One of the key provisions of the healthcare reform legislation, also know as the Patent Protection and Affordability Act, is to provide all Americans with access to healthcare insurance. Now written into law is consumer protection requiring insurance companies to cover all individuals including those with preexisting conditions.
The law goes further by providing subsidies to those unable to afford insurance based on income, age, and geographic regions. While the formulas used to determine the subsidy levels can be confusing, the basic premise is simply that more people will be able to afford their coverage. As we all know, millions of Americans who want and try to buy health insurance are denied the privilege every day because they have a preexisting condition. Until recently, the insurance companies were never obligated to cover them at any price. Depending on what state you live in, you may be fortunate enough to have state mandated coverage requiring insurers to sell you a policy, but in many cases the premiums for those policies are unaffordable for most or do not provide coverage for the very aliment for which access to healthcare is critical.

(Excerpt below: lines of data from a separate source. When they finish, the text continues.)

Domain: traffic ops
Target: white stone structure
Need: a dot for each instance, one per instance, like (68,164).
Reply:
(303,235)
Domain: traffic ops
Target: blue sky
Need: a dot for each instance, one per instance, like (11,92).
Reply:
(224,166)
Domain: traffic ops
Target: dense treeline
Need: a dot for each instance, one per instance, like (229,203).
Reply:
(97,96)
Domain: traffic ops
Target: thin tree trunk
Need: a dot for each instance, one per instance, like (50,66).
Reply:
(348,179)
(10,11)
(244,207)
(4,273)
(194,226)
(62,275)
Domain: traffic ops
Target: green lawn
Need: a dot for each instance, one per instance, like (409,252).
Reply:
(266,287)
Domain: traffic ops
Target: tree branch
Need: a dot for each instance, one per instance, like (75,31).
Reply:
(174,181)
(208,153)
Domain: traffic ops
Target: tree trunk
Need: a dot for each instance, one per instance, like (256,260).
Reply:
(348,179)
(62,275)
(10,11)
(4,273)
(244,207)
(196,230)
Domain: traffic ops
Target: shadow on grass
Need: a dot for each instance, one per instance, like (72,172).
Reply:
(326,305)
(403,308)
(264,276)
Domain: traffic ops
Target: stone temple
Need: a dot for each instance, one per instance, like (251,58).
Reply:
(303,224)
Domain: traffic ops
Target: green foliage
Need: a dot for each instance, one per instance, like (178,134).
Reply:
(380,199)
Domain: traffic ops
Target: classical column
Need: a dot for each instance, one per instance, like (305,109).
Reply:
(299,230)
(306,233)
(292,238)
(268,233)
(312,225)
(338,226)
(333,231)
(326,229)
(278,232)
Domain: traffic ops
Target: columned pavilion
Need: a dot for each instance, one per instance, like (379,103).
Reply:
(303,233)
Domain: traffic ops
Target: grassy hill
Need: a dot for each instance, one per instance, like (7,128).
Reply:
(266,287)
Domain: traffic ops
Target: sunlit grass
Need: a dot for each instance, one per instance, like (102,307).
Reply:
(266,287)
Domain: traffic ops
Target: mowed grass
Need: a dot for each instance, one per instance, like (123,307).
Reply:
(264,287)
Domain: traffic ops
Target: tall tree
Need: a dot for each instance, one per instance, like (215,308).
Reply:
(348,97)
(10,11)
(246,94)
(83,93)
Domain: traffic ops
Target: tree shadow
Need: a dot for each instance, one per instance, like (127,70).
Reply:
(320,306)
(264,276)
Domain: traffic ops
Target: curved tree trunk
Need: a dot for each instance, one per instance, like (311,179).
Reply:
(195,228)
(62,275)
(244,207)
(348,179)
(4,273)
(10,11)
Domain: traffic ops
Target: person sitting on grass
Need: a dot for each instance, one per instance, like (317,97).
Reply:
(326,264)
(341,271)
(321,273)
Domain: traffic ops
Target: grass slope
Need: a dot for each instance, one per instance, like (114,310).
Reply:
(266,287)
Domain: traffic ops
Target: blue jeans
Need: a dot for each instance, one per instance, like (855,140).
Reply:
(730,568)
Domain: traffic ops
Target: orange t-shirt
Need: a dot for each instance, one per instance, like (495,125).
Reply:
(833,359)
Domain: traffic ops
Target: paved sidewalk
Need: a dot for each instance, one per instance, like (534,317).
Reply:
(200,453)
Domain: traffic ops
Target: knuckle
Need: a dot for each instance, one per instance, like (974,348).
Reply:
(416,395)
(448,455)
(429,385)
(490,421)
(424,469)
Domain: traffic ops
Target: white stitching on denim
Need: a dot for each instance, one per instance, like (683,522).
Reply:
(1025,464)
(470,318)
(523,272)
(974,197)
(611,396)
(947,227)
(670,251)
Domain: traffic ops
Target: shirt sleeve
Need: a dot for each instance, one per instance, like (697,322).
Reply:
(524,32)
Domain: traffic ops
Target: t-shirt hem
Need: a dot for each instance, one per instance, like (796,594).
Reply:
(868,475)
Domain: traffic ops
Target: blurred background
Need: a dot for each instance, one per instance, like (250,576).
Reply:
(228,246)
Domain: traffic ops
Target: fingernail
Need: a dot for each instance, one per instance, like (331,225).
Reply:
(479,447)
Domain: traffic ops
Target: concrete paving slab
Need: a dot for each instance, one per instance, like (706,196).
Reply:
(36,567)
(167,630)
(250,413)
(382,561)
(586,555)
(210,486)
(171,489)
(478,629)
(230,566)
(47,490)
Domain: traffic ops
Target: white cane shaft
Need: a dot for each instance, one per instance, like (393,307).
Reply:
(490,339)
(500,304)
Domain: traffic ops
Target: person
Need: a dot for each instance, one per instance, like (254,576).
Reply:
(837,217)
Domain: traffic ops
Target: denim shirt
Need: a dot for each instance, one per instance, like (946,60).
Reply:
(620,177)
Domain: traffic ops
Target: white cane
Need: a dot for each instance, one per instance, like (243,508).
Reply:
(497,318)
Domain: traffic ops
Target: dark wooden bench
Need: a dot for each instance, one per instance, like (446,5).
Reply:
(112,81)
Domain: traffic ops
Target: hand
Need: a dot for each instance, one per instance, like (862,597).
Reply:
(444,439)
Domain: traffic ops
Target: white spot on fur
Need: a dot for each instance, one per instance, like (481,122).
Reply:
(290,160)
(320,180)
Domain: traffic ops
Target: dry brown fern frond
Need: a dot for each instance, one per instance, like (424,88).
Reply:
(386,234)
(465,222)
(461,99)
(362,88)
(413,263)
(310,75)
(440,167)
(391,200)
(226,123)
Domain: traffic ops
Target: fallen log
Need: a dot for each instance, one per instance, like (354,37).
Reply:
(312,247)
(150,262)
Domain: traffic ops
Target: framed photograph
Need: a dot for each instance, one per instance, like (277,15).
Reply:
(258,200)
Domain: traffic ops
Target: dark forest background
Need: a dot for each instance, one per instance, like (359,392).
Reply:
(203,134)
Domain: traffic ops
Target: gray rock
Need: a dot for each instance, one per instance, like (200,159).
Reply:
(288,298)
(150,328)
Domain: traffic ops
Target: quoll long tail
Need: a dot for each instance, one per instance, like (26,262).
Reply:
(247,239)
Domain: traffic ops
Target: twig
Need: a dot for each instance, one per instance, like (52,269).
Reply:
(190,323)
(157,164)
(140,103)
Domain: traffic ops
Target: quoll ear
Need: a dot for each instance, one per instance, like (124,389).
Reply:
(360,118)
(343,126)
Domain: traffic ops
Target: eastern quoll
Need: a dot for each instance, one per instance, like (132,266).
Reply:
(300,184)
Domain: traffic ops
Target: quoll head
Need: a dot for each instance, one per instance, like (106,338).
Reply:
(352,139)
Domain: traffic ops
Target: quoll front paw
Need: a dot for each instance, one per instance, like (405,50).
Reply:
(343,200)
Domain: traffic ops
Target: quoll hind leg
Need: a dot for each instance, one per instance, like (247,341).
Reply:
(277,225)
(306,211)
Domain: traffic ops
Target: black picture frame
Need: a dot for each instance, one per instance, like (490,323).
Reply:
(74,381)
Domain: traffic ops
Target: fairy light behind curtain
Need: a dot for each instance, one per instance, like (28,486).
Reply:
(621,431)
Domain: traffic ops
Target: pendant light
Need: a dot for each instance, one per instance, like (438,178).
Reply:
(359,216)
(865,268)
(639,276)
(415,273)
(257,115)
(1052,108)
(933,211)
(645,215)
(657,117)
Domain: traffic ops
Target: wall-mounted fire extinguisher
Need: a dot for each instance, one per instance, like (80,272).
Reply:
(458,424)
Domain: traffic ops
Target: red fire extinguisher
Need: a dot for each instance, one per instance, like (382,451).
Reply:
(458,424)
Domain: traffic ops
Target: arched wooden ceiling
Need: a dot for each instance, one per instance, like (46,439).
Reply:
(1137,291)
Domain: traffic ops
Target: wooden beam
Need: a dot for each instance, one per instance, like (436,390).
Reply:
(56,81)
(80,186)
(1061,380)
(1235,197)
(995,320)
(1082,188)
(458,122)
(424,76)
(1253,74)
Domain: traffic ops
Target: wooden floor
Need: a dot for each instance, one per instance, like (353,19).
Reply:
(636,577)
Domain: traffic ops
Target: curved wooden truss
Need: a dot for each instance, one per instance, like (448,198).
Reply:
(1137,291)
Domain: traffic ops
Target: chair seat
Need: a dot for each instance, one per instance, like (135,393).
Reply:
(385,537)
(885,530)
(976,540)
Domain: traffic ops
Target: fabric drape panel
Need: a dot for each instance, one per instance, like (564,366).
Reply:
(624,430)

Since most of the major health insurance reforms do not start until 2014, so as to provide the various governmental agencies and states the time needed to set up the new healthcare delivery system, a stopgap measure was written into the law. This measure provides $5 billion of immediate funding for a high-risk pool to cover many of those who are currently unable to get insurance. Currently, the government does not have a plan to fully implement the program. Many states already have high-risk pools for their residents. The rules vary state to state in terms of what kind of coverage is provided and the conditions to qualify. Meaning someone in New York State would have completely different protections from someone living in Indiana. The federal government wants to leverage off of existing state programs rather than start from scratch. For those states that do not have a high-risk pool, the federal government will create one.
Complicating the plan is Georgia. The State has decided they will not participate in the federal high-risk pool and is forcing the government to create some mechanism to ensure that the coverage still gets to residents who need it most. While this situation is politically motivated, it should not be surprising to anyone that how to implement this program is getting more complicated each day. The pool is supposed to be available within three months of the signing of the law or June 30th.
Each week on Healthcare Connect (Sirius 114/XM 119), we take calls/questions from listeners on healthcare reform, healthcare insurance, doctor bills, hospital bills, COBRA, or any topic where we can provide non-partisan useful information on navigating the current system. We have helped hundreds of people with their problems since the show started 2 years ago and it has been tremendously rewarding for me to able to do it each week. My co-hosts Allison Vogel and Matt Penziner, put in a great deal of time each week with me trying to make our crazy healthcare system a little easier to understand.
It should come as no surprise to many that the number one question on the show recently is related to how to access the new federal high-risk pool. Further, many people did not even realize their own states actually had a program for which they may qualify. Since the information is not yet available, I thought it would be great to have someone from the government agency charged with writing the rules, the Health and Human Services Department (HHS), come on the show and answer some of the basic questions from my listeners:
1. What are the rules to qualify? The only rule that is clearly understood is that you must not have been able to get health insurance coverage because of a preexisting condition for the previous six months.
2. What are the specific healthcare conditions that qualify - asthma? cancer? etc?
3. Will a subsidy be provided if one can get the coverage but cannot afford the cost?
4. How and when will information on the program be released?
After reaching out to our contacts at HHS, we were told they would not come on air to answer questions. I have had representatives from HHS on the show before on various healthcare reform topics before the law was passed, but this time no one would talk. No reason was provided but I am fairly certain it is because HHS has no idea how they are going to implement this program. What I find most troubling is that they will not even speak to those who supported the reform and are trying to help. One has to ask, at what point is this administration going to figure out the public has a deep mistrust of government right now. It was very difficult to get the reform passed and those like myself who supported it most, want to be able to explain it to the public. It is only when more people understand how this reform is going to work and help everyone that they will embrace change.
There is nothing wrong with not having a detailed road-map on how this will all work. What is wrong is ignoring the public's desire to have their questions answered. It creates another opportunity for those who were opposed to reform to accuse the administration of poor planning, incompetence, or even worse, it provides them an opportunity to sway public opinion against this transformational legislation. It is time to answer the questions not hide and get out in front of the story. I hope the Secretary of Health and Human Services will reconsider her position of silence and talk to us. It's probably in the administrations best interest and certainly in all of ours.